Now that comic book collecting seems to have returned to my life full force, I’ve trended away from graphic novels and have gone back to following single issues again. Interestingly, I’m bouncing off the team titles (which used to be my bread and butter) in favor of solo characters. Daredevil continues to be strong, Hawkeye is still my favorite, and Black Widow and Captain Marvel are also attractive and entertaining titles.

Marvel has been playing to this new strength with more new solo character titles, and I hope they keep them coming. First up, G. Willow Wilson’s Ms. Marvel, which made a great first impression on me a while ago. Now five issues in, it’s narrowing the gap on Hawkeye as my overall favorite. It’s certainly one of the best written and funniest series going, but it also has unique and very attractive art. I hope this series has a long and healthy run.

Speaking of great writing, I highly recommend the new She-Hulk. This is a very quirky and engaging title, focused on the law career of She-Hulk’s alter ego Jennifer Walters. I was never a fan of this character, but Charles Soule’s take has changed that; his legal background gives this title some legal street cred, and so far it’s well cast (Hellcat is along as her PI) and quite funny. The art for the first few episodes is offbeat, maybe a little off-putting, but I found it perfect for the comic tone; I hope they bring that artist back, because the crazy abstract art in issue #5 was pretty horrendous. Either way, the scripts carry the day.

Finally, there’s the new solo Nightcrawler title from veteran X-Men scribe Chris Claremont. I wouldn’t rank this one quite as highly as the other two, but I’m perfectly happy to have it on my pull list. The character is nicely rendered, the art is terrific, and it’s got a colorful, energetic vibe to it that’s a good mix of old school and new. Hopefully, it will reduce the X-Men crossover business a little bit. (Crossovers and overcrowded rosters are what drove me away from the team books.)

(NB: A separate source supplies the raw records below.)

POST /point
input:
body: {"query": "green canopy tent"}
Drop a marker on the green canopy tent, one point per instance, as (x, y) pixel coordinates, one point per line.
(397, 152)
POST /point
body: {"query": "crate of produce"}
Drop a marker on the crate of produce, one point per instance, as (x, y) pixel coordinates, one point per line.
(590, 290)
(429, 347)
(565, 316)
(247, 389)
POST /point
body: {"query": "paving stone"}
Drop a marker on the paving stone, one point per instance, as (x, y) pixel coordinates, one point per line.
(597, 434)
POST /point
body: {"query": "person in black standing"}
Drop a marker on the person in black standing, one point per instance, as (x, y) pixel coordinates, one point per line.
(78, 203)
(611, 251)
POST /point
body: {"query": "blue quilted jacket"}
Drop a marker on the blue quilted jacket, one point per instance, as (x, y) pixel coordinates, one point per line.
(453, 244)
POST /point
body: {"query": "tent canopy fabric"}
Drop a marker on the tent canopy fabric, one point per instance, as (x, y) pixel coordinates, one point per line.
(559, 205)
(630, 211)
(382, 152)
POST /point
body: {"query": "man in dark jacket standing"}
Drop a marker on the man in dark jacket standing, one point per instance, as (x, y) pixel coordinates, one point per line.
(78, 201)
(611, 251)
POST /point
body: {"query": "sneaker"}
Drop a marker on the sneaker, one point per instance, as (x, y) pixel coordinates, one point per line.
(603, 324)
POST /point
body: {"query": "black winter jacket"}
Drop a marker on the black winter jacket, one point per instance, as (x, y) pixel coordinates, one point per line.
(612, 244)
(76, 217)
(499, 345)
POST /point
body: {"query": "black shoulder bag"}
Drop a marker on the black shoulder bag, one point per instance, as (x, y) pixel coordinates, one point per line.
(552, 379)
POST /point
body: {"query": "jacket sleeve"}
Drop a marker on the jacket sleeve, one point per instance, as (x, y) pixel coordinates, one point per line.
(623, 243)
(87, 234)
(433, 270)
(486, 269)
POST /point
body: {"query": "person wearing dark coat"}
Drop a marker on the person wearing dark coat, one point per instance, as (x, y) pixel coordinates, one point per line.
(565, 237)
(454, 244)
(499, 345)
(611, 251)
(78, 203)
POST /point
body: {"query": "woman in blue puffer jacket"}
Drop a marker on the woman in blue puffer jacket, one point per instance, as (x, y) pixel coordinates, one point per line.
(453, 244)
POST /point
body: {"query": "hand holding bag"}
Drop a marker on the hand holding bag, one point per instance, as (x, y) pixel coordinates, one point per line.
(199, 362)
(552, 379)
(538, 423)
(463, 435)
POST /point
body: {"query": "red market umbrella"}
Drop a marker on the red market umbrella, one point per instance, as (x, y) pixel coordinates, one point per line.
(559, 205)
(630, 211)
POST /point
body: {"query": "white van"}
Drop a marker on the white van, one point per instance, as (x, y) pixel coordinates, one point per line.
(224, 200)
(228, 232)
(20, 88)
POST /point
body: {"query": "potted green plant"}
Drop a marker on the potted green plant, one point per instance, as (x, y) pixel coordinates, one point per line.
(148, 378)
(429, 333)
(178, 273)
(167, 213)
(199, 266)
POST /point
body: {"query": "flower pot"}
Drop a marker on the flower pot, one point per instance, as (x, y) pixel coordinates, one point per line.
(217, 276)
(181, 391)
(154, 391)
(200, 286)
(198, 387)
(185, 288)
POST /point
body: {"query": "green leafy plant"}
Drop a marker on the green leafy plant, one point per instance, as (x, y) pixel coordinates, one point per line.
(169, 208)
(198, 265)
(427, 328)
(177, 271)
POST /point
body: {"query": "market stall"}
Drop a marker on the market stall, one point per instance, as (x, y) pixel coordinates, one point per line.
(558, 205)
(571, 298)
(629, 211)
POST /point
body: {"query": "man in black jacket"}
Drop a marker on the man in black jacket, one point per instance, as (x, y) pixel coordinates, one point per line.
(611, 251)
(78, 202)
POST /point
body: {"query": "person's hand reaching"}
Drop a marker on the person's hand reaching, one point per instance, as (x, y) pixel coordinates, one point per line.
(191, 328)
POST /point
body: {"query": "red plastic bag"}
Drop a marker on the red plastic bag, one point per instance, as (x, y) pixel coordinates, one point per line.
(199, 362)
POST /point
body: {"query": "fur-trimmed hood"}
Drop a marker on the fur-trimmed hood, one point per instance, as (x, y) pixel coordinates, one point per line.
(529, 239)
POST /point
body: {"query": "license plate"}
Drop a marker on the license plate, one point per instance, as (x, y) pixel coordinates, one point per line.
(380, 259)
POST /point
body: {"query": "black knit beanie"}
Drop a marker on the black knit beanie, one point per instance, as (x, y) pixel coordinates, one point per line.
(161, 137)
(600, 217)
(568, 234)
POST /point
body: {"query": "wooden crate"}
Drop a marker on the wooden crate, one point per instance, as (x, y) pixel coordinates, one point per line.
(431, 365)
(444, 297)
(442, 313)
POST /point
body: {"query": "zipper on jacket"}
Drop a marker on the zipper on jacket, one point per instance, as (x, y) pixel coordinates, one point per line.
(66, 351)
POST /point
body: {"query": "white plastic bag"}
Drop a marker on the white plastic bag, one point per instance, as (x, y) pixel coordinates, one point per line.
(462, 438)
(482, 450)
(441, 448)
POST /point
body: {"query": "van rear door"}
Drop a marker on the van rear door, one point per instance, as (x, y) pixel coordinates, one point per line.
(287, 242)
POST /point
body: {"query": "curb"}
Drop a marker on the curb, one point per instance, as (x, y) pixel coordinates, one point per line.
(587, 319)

I’m still grabbing the occasional omnibus or graphic novel, of course. The latest Chew volume, Family Recipes, is yet another collection of pure, unadulterated awesome, and the second volume of Gotham Central, Jokers and Madmen, provides more terrific, gritty fun in superhero background of the DC universe. I also recently checked out Blacksad, which is gorgeously illustrated period noir with a twist: the characters are animals, cleverly cast by species to illustrate their personalities.  The writing is engaging enough in Blacksad, but it’s the artwork that really recommends this title: just exquisitely illustrated.